As evidenced by Table 4, ASC-LLaVA significantly outperforms all baseline models on the VNBench dataset. This substantial improvement in accuracy (e.g., 3.45% higher than BIMBA-LLaVA) provides strong evidence that our question-conditioned importance scoring and adaptive condensation mechanisms are highly effective at identifying and preserving sparse, question-relevant events within extensive video contexts. This capability is crucial for practical applications where key information might be fleeting or appear only once in a long recording, further solidifying ASC-LLaVA’s robustness for complex long-form video understanding tasks.

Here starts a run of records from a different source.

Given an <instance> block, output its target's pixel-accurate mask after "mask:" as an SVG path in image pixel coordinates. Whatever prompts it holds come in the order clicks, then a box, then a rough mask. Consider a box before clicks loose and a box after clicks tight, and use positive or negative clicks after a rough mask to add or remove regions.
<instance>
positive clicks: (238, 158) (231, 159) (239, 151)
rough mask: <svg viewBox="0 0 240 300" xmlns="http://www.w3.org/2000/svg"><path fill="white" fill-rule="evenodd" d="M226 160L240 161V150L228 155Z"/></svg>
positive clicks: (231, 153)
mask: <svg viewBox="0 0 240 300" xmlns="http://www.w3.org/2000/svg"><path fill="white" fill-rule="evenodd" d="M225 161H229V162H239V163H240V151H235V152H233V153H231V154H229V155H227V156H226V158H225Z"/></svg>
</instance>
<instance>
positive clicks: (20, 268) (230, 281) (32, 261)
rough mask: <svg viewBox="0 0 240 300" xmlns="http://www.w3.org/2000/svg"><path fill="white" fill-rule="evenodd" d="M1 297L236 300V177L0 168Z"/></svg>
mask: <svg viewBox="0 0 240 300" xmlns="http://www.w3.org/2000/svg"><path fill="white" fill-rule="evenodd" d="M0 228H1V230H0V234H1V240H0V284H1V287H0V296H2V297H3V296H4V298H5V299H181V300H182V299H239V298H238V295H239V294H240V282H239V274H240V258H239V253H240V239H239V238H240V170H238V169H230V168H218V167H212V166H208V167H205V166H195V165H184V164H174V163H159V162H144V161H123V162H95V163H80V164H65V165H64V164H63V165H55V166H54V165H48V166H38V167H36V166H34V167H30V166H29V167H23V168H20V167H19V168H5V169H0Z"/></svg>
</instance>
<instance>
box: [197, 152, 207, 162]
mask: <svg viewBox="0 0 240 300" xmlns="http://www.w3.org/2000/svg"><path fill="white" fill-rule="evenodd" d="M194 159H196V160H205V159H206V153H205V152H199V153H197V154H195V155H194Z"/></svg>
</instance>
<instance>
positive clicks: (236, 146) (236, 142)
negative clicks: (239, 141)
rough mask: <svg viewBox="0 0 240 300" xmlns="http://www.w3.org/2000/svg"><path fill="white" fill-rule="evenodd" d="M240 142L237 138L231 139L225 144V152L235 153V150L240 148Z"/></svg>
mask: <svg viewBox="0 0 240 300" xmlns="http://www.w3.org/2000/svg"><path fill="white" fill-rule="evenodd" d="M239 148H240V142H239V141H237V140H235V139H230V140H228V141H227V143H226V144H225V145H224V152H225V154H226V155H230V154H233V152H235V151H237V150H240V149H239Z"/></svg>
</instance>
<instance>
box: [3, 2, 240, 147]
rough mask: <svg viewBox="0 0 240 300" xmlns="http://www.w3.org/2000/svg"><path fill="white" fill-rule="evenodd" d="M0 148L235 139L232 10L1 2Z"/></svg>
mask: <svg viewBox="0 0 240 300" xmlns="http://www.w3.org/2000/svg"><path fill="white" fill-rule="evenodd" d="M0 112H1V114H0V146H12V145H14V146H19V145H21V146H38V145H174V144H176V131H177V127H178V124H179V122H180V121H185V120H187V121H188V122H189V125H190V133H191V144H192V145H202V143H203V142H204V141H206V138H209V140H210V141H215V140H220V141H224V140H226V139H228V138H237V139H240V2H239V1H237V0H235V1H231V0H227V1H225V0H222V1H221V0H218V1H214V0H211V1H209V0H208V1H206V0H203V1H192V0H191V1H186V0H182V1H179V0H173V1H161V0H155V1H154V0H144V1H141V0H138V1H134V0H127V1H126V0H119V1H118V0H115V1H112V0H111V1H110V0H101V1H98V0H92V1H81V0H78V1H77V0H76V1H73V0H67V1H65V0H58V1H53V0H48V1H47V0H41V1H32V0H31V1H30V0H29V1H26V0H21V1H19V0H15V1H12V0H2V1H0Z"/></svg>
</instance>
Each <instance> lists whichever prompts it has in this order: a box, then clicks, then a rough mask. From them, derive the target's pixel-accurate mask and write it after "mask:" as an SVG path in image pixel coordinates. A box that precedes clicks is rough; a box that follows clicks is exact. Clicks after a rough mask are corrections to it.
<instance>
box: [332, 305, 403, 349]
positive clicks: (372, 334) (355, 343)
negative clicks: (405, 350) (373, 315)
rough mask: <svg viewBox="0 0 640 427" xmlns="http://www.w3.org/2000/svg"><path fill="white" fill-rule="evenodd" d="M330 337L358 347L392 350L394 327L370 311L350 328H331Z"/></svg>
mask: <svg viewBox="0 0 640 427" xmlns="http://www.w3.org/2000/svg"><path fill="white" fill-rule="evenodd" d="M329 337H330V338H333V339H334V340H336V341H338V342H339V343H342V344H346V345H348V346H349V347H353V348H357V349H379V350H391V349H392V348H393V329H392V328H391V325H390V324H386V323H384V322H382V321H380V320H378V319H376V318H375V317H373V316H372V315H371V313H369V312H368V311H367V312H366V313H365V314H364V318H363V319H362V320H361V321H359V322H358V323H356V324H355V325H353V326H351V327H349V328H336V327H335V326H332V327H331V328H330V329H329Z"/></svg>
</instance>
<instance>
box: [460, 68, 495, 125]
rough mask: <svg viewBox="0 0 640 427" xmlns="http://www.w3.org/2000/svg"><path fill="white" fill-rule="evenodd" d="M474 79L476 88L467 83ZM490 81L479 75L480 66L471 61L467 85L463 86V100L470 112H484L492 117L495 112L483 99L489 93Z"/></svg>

4.9. Generalization to Different LLM Backbones

To demonstrate the modularity and generalizability of our Adaptive Spatiotemporal Condenser (ASC) module, we evaluate its performance when integrated with various large language model (LLM) backbones beyond Vicuna-7B. A robust video understanding framework should be adaptable to different LLMs, allowing for leverage of the latest advancements in language modeling. For this study, we fine-tune ASC-LLaVA with LLaMA-3.2-8B and Qwen2-7B as the LLM components, maintaining the same training methodology and evaluation on representative long-form VQA benchmarks (NExT-QA, EgoSchema, and Video-MME). The results are presented in Table 5.

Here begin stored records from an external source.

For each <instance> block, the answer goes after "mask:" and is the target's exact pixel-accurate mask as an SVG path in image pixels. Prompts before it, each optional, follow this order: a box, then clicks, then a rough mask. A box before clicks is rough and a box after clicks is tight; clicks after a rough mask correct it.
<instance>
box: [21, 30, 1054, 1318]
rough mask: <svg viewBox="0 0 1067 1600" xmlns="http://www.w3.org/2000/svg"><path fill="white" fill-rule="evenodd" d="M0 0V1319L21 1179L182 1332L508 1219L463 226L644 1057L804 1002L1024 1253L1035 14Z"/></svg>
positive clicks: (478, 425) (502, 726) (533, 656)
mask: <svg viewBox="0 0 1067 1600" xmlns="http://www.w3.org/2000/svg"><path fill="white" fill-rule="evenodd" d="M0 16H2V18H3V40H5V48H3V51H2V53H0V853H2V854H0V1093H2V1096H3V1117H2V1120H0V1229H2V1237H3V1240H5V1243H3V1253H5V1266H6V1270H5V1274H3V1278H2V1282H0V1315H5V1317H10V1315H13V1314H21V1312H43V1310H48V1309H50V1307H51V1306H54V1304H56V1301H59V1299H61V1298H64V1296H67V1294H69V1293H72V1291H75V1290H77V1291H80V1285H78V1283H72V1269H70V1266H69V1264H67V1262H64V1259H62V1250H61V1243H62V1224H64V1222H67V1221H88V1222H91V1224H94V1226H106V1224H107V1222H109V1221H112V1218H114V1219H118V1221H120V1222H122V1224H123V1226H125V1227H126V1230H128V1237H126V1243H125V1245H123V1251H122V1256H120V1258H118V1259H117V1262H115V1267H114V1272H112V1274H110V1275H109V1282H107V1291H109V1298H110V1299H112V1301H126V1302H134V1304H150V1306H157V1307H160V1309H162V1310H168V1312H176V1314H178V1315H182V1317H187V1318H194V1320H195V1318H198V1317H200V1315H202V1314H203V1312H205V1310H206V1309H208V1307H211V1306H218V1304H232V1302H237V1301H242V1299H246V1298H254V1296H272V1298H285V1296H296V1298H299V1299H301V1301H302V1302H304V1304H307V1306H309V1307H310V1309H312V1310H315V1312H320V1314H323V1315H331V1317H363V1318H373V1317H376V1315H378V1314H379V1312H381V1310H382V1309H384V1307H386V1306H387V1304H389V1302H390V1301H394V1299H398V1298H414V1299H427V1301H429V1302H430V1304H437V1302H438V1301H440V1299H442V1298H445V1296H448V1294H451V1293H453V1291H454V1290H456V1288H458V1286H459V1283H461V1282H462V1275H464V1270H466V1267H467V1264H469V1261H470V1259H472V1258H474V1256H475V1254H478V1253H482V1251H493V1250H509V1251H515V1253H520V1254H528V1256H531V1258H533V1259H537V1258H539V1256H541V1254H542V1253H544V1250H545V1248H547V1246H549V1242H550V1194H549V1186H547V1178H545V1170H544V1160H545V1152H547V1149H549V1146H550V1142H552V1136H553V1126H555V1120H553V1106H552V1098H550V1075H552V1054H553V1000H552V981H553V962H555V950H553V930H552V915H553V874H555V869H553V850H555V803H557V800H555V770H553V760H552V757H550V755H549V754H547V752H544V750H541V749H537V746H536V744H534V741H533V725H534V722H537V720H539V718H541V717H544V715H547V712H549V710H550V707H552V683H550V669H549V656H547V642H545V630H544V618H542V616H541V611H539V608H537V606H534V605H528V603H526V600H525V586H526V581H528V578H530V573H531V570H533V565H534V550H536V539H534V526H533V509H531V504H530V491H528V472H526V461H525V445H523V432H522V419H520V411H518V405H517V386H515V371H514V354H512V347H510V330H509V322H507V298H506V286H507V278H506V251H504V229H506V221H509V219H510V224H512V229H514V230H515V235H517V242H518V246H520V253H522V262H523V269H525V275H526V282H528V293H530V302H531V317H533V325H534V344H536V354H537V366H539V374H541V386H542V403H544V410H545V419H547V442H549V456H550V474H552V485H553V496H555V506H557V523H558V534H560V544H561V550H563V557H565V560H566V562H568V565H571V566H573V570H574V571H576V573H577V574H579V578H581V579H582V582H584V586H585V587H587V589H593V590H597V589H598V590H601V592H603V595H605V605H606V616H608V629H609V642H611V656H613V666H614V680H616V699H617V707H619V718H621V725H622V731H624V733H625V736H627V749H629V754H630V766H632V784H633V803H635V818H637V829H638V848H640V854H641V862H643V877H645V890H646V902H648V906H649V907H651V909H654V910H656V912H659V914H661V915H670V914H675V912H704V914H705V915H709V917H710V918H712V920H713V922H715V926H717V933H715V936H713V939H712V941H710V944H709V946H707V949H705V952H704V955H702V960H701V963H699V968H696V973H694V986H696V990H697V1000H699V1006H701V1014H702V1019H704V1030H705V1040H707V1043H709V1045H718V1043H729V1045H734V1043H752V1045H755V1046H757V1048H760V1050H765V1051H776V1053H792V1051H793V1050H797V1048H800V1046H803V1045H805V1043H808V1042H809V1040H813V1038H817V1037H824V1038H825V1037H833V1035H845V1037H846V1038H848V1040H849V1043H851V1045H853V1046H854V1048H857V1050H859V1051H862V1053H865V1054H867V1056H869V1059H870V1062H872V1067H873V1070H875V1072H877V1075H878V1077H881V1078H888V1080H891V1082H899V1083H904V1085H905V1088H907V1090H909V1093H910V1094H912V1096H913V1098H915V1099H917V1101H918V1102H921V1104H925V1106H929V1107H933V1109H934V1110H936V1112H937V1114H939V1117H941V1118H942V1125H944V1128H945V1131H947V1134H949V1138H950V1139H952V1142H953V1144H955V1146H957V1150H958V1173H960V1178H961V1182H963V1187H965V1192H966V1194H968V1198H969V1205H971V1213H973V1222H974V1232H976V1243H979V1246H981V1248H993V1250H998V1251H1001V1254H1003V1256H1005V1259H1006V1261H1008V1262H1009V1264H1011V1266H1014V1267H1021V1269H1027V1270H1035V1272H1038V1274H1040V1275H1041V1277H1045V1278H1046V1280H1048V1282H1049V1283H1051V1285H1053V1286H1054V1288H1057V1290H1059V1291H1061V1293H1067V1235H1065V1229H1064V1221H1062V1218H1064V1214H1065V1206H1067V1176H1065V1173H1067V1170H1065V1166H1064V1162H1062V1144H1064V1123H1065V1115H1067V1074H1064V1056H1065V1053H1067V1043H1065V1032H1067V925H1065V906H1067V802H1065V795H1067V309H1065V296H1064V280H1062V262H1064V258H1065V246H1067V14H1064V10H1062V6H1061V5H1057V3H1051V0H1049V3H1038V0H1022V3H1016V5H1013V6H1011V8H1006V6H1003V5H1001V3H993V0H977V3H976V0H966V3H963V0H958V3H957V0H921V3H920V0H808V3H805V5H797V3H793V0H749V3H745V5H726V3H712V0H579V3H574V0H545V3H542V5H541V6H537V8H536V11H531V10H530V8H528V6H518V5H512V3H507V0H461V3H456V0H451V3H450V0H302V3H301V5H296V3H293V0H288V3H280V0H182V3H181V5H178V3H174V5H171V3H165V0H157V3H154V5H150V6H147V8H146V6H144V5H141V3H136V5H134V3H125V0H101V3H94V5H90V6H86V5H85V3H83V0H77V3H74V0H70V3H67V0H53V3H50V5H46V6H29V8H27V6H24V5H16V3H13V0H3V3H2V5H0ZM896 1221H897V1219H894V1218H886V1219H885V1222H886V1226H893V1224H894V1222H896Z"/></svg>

Table 5 illustrates that ASC-LLaVA consistently achieves strong performance across different LLM backbones. While Vicuna-7B provides excellent results, upgrading to LLaMA-3.2-8B and Qwen2-7B further enhances accuracy on all evaluated benchmarks. Notably, Qwen2-7B achieves the highest scores, indicating that the ASC module effectively provides a high-quality, condensed visual representation that can be leveraged by more capable LLMs to achieve even better reasoning and answer generation. This demonstrates that ASC is a versatile and LLM-agnostic condensation mechanism, allowing researchers and practitioners to seamlessly integrate it with their preferred or state-of-the-art language models without significant architectural modifications, further extending its applicability and impact.

5. Conclusions

In this paper, we introduced the Adaptive Spatiotemporal Condenser (ASC), a novel architecture designed to overcome the formidable challenges of long-form video question answering by intelligently addressing massive spatiotemporal information and pervasive redundancy. Our core contribution, the ASC module, integrates a learnable adaptive condensation mechanism with question-conditioned importance scoring to dynamically identify and aggregate critical, question-relevant video content, while maintaining computational efficiency. Through extensive experimentation, our ASC-LLaVA framework consistently achieved state-of-the-art performance across a diverse suite of challenging long-form VQA benchmarks, demonstrating superior capabilities in handling long-range dependencies and the “needle-in-a-haystack” problem. Comprehensive ablation studies confirmed the critical role of each proposed component, underscoring ASC’s robustness, flexibility, and broad applicability across varying video lengths and LLM backbones. This work represents a significant step forward in long-form video understanding, offering a paradigm shift from passive information reduction to active, context-aware information refinement, and paving the way for more sophisticated multimodal AI systems. Future work includes exploring hierarchical and progressive condensation mechanisms, investigating dynamic condensation ratios, and extending ASC to other long-form video understanding tasks and real-time inference applications.